Jackson prepares for provisional costs assessments in all courts
Lord Justice Jackson has said he has prepared a draft rule for the introduction of provisional costs assessments on a national basis after the success of a pilot at Leeds County Court.
Lord Justice Jackson has said he has prepared a draft rule for the introduction of provisional costs assessments on a national basis after the success of a pilot at Leeds County Court.
Under the pilot, any bills of costs in which the base costs claimed were £25,000 or less were assessed on paper by a district judge, who produced a provisional assessment.
This could be challenged by either party at an oral hearing, but if that party failed to achieve a result that was at least 20 per cent better than the provisional figure, they had to pay the costs of the hearing.
Jackson LJ said that of 100 cases at Leeds County Court that proceeded to provisional assessment, there were 17 requests for an oral hearing. Only two hearings went ahead and in neither case did the dissatisfied party achieve the target of 20 per cent.
He said that the two district judges in charge of the pilot, DJs Hill and Bedford, estimated that there were savings of at least £4,000 per case for the parties who took part in the pilot.
'The process is quick and simple,' Jackson LJ said. 'It thus enables many parties, who would normally be put off by the expensive and convoluted process of detailed assessment, to obtain a judicial assessment of bills. Thus the process addresses one major complaint about costs which was repeatedly pressed upon me during the costs review.

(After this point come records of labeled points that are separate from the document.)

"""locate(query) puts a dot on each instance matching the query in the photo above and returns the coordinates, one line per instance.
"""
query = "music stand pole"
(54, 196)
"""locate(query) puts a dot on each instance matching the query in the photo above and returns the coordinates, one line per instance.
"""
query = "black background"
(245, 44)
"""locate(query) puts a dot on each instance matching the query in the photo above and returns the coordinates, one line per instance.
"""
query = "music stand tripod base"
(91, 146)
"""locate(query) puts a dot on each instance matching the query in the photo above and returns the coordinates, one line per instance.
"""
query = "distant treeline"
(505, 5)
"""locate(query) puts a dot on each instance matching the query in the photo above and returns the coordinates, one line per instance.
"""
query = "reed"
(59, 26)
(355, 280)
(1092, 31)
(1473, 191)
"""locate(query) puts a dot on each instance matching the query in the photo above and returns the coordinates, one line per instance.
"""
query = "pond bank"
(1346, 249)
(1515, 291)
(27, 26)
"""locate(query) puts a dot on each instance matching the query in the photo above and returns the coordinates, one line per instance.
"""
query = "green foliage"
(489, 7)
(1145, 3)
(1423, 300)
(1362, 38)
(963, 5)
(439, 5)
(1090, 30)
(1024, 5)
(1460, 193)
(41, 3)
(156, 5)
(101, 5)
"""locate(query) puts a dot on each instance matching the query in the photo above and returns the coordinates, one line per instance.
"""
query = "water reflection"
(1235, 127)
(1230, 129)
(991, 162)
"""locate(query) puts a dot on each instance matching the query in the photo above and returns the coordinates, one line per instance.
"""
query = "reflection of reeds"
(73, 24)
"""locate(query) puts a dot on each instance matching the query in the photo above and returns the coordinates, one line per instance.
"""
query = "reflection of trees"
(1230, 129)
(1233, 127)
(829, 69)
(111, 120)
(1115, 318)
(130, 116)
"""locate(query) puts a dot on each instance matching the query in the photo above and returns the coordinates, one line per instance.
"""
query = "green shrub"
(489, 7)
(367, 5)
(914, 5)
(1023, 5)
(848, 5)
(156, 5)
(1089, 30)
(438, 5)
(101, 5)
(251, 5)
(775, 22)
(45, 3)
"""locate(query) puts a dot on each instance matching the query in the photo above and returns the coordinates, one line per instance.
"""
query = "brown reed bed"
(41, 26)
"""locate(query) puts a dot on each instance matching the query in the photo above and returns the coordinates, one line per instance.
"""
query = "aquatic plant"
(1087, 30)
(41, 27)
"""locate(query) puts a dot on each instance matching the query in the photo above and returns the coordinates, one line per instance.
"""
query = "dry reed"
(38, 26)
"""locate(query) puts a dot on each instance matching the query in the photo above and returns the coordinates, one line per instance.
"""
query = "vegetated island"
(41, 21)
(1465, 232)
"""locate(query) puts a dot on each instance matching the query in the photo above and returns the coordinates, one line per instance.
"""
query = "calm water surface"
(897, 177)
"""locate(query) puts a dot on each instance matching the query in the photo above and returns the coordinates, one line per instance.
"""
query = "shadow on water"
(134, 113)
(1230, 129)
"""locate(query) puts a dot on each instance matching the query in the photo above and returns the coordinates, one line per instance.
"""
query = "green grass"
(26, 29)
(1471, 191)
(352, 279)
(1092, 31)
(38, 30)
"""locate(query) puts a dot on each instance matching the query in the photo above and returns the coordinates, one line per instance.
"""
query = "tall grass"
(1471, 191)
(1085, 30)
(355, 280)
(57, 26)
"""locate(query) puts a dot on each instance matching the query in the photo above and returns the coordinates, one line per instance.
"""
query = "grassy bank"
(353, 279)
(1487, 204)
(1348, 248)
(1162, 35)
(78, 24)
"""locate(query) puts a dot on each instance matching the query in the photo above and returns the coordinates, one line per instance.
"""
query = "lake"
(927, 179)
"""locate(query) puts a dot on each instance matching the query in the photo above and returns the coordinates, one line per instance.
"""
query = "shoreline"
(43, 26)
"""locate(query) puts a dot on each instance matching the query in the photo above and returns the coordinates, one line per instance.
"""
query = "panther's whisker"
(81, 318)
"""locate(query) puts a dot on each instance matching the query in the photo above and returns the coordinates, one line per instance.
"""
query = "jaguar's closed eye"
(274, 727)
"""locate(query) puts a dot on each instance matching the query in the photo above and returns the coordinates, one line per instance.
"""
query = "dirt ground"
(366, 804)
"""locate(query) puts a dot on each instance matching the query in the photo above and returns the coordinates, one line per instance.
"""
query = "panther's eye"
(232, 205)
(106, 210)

'The process is far cheaper for the parties than traditional detailed assessment, because (save in rare cases) they avoid the costs of preparing for and attending a hearing. Indeed, unlike traditional detailed assessment, it is cost effective.'
Jackson LJ said that, together with the senior costs judge, Master Hurst, and DJs Hill and Bedford, he had prepared a draft rule and practice direction amendments which he would be putting to the rule committee early next month 'with a view to introducing provisional assessment on a national basis' from the general implementation date of all the other Jackson reforms.
Scarborough and York County Courts also took part in the provisional assessment pilot but the vast majority of cases were in Leeds.